The landing passed by rather uneventfully, and Harry was pleasantly surprised by how slow and relaxed the ship seemed to fall apart. He was in his own quarters at the time, and as the ship fell apart, he noticed that a new door had opened off his living room that led into what was obviously his new office. It seemed that someone had taken the time to move his equipment from his office on earth into this one. Even his over-sized, cartoon-style model of the human foot was there, and Harry was happy someone had actually remembered it, even though he had completely forgotten about those details himself.
As it turned out, a podiatrist was exactly the person who had needed to be included in the colony. In the first hour alone fifteen people had come to him complaining of foot injuries caused by the local terrain. A person could be walking along what seemed to be flat ground, when suddenly a short spike would shoot out of the ground through the person’s footwear. The spikes were apparently part of an underground plant that responded to vibrations from the surface. Luckily someone had thought to pack a lot of bandages into Harry’s equipment store.

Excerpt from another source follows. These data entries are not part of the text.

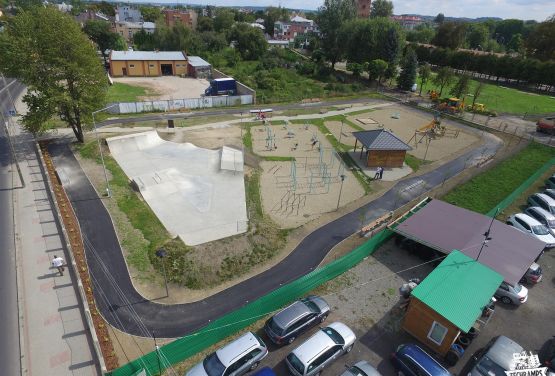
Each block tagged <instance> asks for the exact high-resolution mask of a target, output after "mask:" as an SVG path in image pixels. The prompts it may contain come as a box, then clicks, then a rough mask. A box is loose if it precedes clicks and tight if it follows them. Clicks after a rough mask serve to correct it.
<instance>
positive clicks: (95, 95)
mask: <svg viewBox="0 0 555 376" xmlns="http://www.w3.org/2000/svg"><path fill="white" fill-rule="evenodd" d="M0 51H1V55H2V59H0V71H2V72H3V73H4V74H6V75H7V76H10V77H14V78H16V79H18V80H19V81H21V82H22V83H23V84H25V86H27V93H26V94H25V95H24V96H23V101H24V102H25V103H26V104H27V107H28V112H27V114H25V115H24V116H23V125H24V127H25V128H26V129H27V130H28V131H30V132H31V133H33V134H35V135H37V134H40V133H42V132H43V131H44V130H45V128H46V124H47V122H48V121H49V120H50V119H51V118H52V117H53V116H54V115H59V116H60V118H61V119H62V121H64V122H66V123H67V124H68V126H70V127H71V128H72V130H73V132H74V133H75V136H76V138H77V140H78V141H79V142H83V141H84V136H83V130H84V129H86V128H87V127H88V126H90V125H91V122H90V120H91V113H92V111H94V110H96V109H98V108H100V107H102V106H103V105H104V100H105V96H106V90H107V85H108V81H107V79H106V76H105V73H104V70H103V69H102V65H101V64H100V61H99V60H98V58H97V56H96V51H95V49H94V47H93V45H92V43H90V42H89V40H88V38H87V36H86V35H85V34H84V33H83V32H82V31H81V29H80V27H79V25H78V24H77V23H76V22H75V21H74V20H73V18H72V17H71V16H69V15H66V14H64V13H62V12H59V11H58V10H56V9H54V8H52V7H46V8H43V7H35V8H31V9H29V10H27V11H23V12H20V13H19V14H18V15H16V16H15V17H13V18H11V19H10V21H9V22H8V24H7V26H6V29H5V31H4V32H3V33H0Z"/></svg>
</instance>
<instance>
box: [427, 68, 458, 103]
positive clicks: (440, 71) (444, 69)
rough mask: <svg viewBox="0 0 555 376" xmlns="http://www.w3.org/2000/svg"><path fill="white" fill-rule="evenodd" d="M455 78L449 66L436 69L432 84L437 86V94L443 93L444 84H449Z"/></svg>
mask: <svg viewBox="0 0 555 376" xmlns="http://www.w3.org/2000/svg"><path fill="white" fill-rule="evenodd" d="M454 78H455V73H454V72H453V70H452V69H451V68H449V67H441V68H439V70H438V71H437V74H436V76H435V77H434V78H433V79H432V82H433V83H434V85H437V86H439V96H440V97H441V94H442V93H443V88H445V86H449V85H451V83H452V82H453V80H454Z"/></svg>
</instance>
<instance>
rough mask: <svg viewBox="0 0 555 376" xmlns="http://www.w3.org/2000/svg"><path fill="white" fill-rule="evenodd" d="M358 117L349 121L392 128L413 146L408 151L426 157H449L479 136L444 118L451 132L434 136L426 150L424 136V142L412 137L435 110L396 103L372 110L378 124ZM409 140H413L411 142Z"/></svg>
mask: <svg viewBox="0 0 555 376" xmlns="http://www.w3.org/2000/svg"><path fill="white" fill-rule="evenodd" d="M397 115H399V118H398V119H395V118H394V117H393V116H397ZM358 118H361V115H354V116H350V117H348V119H349V120H350V121H352V122H354V123H355V124H358V125H359V126H360V127H362V128H364V129H366V130H370V129H379V128H381V126H382V125H383V128H385V129H387V130H390V131H392V132H393V133H394V134H395V135H397V137H399V138H400V139H401V140H403V141H404V142H406V143H407V144H409V145H410V146H411V147H412V148H413V150H411V151H410V152H409V153H410V154H411V155H414V156H415V157H417V158H420V159H424V156H425V157H426V158H425V159H426V160H428V161H437V160H446V159H449V157H450V156H451V155H453V154H456V153H458V152H460V151H462V150H463V149H465V148H467V147H468V146H470V145H472V144H473V143H475V142H477V141H478V140H479V139H478V137H476V136H475V135H474V134H471V133H468V132H466V131H464V130H462V127H461V126H459V125H458V124H456V123H455V122H452V121H450V120H446V119H442V122H441V125H443V126H446V127H447V129H448V132H447V134H448V135H446V136H443V137H438V138H435V139H432V141H431V143H430V144H429V146H428V148H427V149H428V150H427V152H426V139H421V138H422V136H417V137H416V140H417V141H419V140H420V141H421V142H420V143H418V142H416V143H415V140H414V139H413V140H411V138H412V137H413V136H414V131H415V130H417V129H418V128H421V127H423V126H425V125H427V124H429V123H430V122H431V121H432V120H433V118H434V116H433V114H426V113H424V112H421V111H417V110H413V109H410V108H408V107H405V106H400V105H395V106H390V107H387V108H382V109H376V110H374V111H372V119H373V120H375V121H376V122H377V123H378V124H363V123H361V122H358V121H357V119H358ZM455 131H458V136H457V137H456V138H455V137H454V133H455ZM409 140H411V141H410V142H409ZM342 142H343V141H342ZM343 143H345V142H343ZM359 145H360V144H359Z"/></svg>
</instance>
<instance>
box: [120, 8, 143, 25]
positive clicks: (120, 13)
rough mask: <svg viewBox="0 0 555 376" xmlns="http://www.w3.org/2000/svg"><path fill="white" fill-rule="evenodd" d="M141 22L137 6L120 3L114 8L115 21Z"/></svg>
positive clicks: (141, 21)
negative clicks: (118, 5) (118, 4)
mask: <svg viewBox="0 0 555 376" xmlns="http://www.w3.org/2000/svg"><path fill="white" fill-rule="evenodd" d="M118 21H120V22H143V21H144V20H143V15H142V14H141V11H140V10H139V9H137V8H133V7H130V6H129V5H122V6H118V7H117V8H116V22H118Z"/></svg>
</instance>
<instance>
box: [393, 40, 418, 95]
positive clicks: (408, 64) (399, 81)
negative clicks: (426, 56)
mask: <svg viewBox="0 0 555 376" xmlns="http://www.w3.org/2000/svg"><path fill="white" fill-rule="evenodd" d="M401 68H402V70H401V74H399V80H398V81H397V85H398V86H399V89H401V90H410V89H411V88H412V85H414V83H415V82H416V69H417V68H418V61H417V60H416V53H415V52H414V50H413V49H412V48H407V52H406V53H405V58H404V59H403V65H402V67H401Z"/></svg>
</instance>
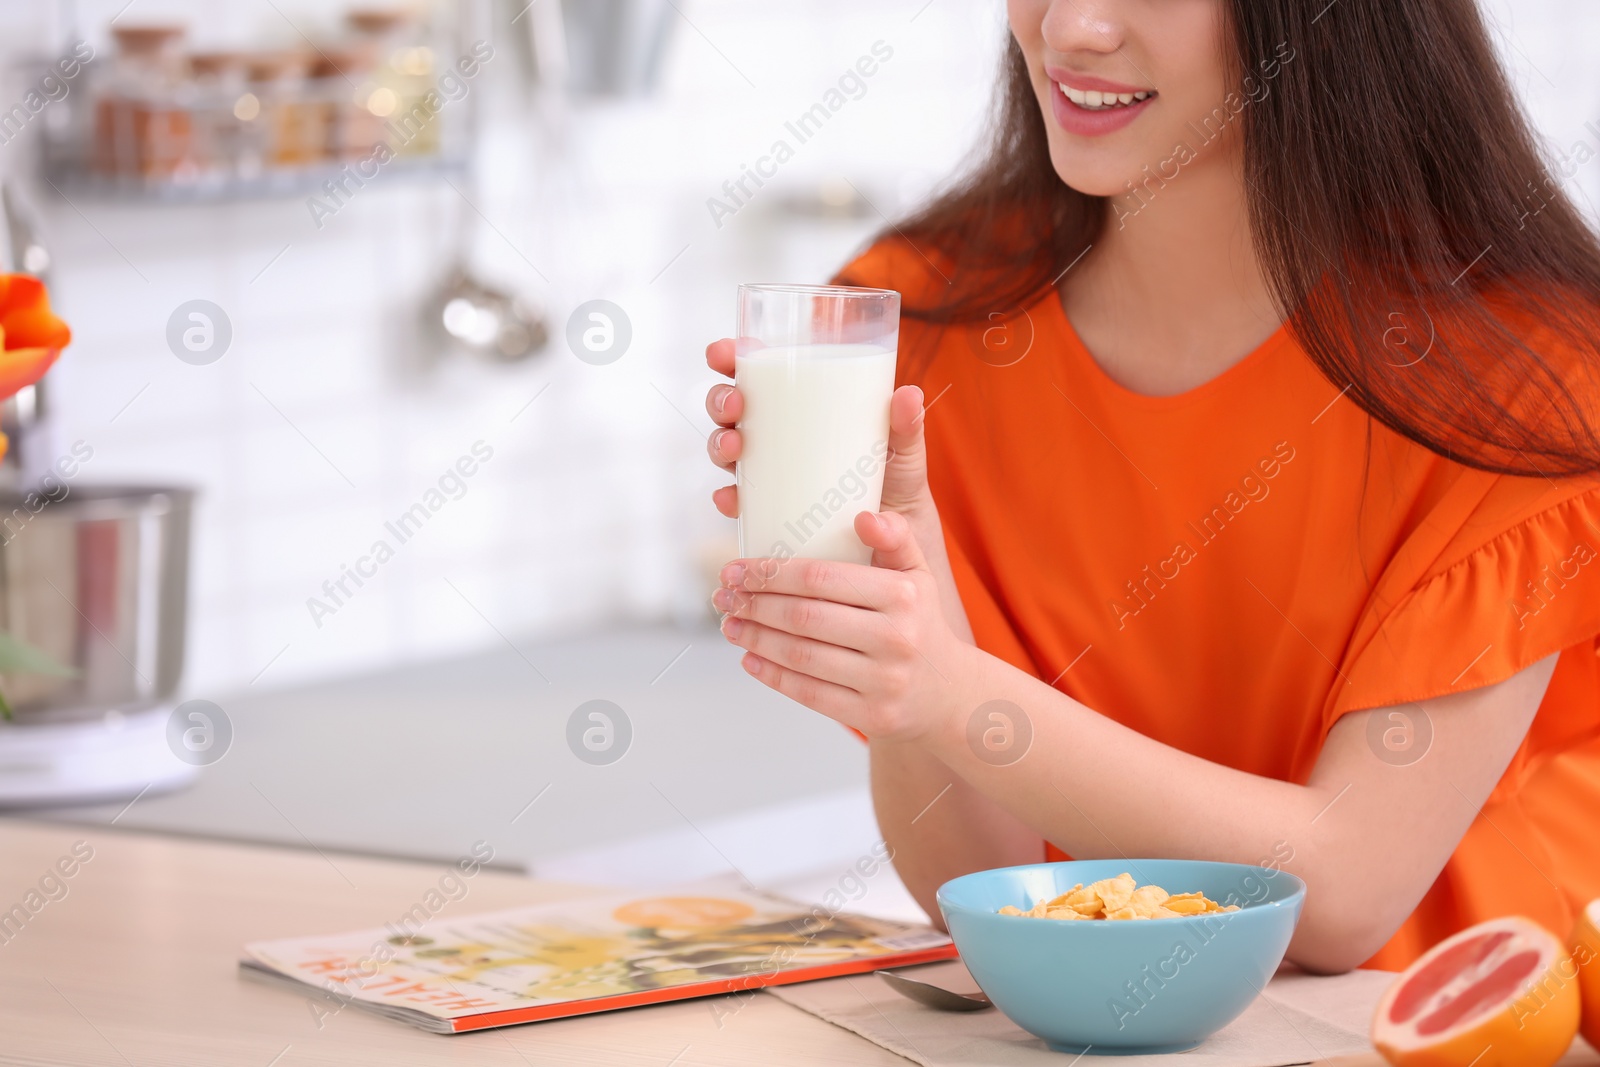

However, it was with great disappointment that Harry discovered that someone had neglected to pack food for any extended period of time. A nutritionist who had also been recruited for the colony was teamed up with a botanist and a toxicologist to examine the local flora and fauna to see if there wasn’t anything native to eat. As it turned out, the underground plant was a perfect source of nutrition, and so the members of the colony proceeded to dig up as much of it as they could.
On the second week of their new colony, Harry began to feel rather ill. Using his diagnostic equipment, he planned to take a quick scan of his abdomen to see if there was anything visibly wrong in his gut. As he turned the scanner on, a short spike drove itself out his stomach and into the scanner’s receiver. It seemed that the plant was not, in fact, any good to eat.